Among the strengths of our study was the relatively large sample, in which we studied regional atrophy rates, using a robust method. We used fluid registration, a nonlinear registration algorithm to match two MR examinations of each individual. This fully automated voxel-compression technique has the advantage that changes at a lobar level can be assessed without time-consuming manual measurement of regional volumes. Furthermore, the nonlinear registration matches examinations with shape change as well as volume loss.

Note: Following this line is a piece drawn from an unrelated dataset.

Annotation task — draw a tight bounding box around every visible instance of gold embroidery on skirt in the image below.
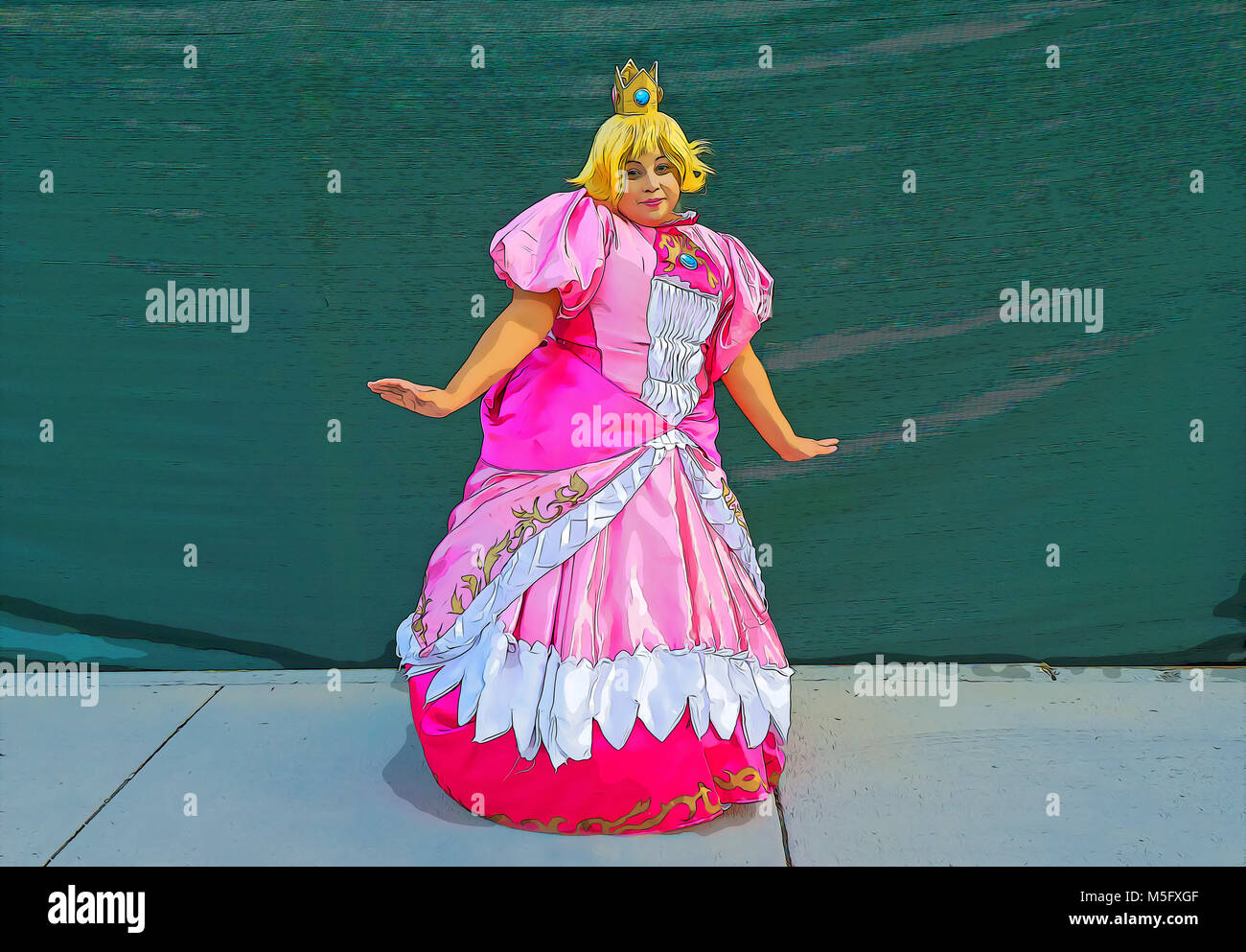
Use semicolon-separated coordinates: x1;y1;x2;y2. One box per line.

This means that the structural readjustments, that are an inevitable consequence of neurodegeneration, do not confound assessment of the distribution of loss.

The results of our study are in agreement with what has been published about the progression of atrophy through the brain in neuropathological studies regarding AD [3, 3740]. Neuropathological studies report that AD pathology spreads through the brain in a relatively predictable fashion [3]. For neurofibrillary tangles the progression can be separated into six stages: stages I and II show alterations in the transentorhinal regions, stages III and IV are known as the limbic stage, while stage V and VI are marked by widespread isocortical involvement. The accumulation of amyloid deposits can be divided into three stages: stage A shows initial deposits in the basal portions of the isocortex, stage B shows amyloid in virtually all isocortical association areas, but the hippocampal formation is only mildly involved, while in stage C end-stage deposits can be observed throughout the isocortex. This study demonstrated that the pattern of atrophy, observed in vivo using serial MRI, more closely resembles the pattern of accumulating neurofibrillary tangles. Furthermore, the early involvement of the medial temporal lobe, as observed in neuropathological studies, has shown to be of clinical importance in the detection of incipient AD in this study.